Il est vrai que la loi encadre déjà – quoique très indirectement – l’action financière du législateur. L’article 34 de la Constitution prévoit en effet également l’adoption de « lois de programmation », dont l’objectif est de présenter une trajectoire d’évolution pluriannuelle des finances publiques. Ces dernières n’ont cependant aucune valeur normative et sont, par ailleurs, sans effet direct sur les règles fiscales : elles se bornent à fixer des objectifs à atteindre.

Au reste, le caractère pluriannuel de ces lois cadre mal avec le principe d’annualité budgétaire qui, lui, implique une impossibilité d’imposer un plafond de dépenses au législateur. Pour ce qui est des recettes, les lois de programmation invitent d’ailleurs plutôt à une conservation de sa marge de manœuvre pour atteindre les objectifs qui lui sont fixés ainsi que les prévisions de rendement des impositions existantes.

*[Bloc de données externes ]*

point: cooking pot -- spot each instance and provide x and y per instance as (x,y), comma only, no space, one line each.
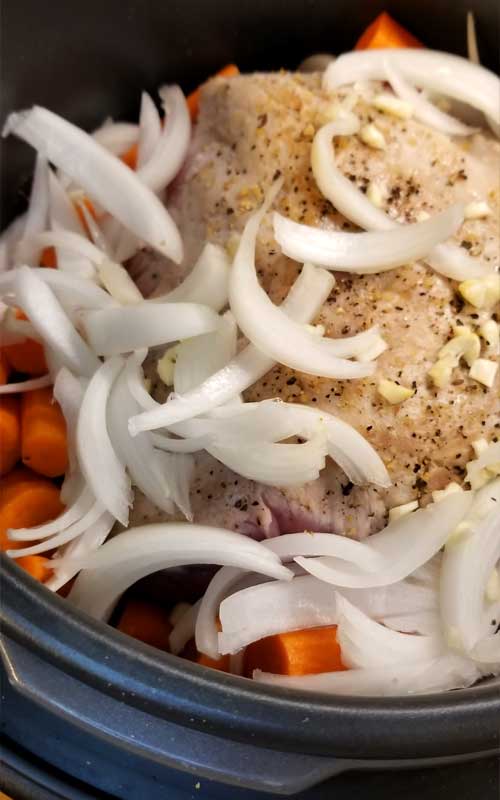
(111,712)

Il est donc peu probable que le Conseil constitutionnel censure un jour une loi de finances prévoyant une hausse des impôts au motif qu’elle ne respecterait pas les objectifs fixés par une loi de programmation. L’on comprend bien de tout cela que l’engagement de stabilité fiscale évoqué par le Premier ministre – qui était d’ailleurs déjà proposé par Laurent Wauquiez en 2017 sous la même dénomination de « règle d’or » n’aura, en fait, jamais plus de valeur que celle d’une promesse faite à soi-même.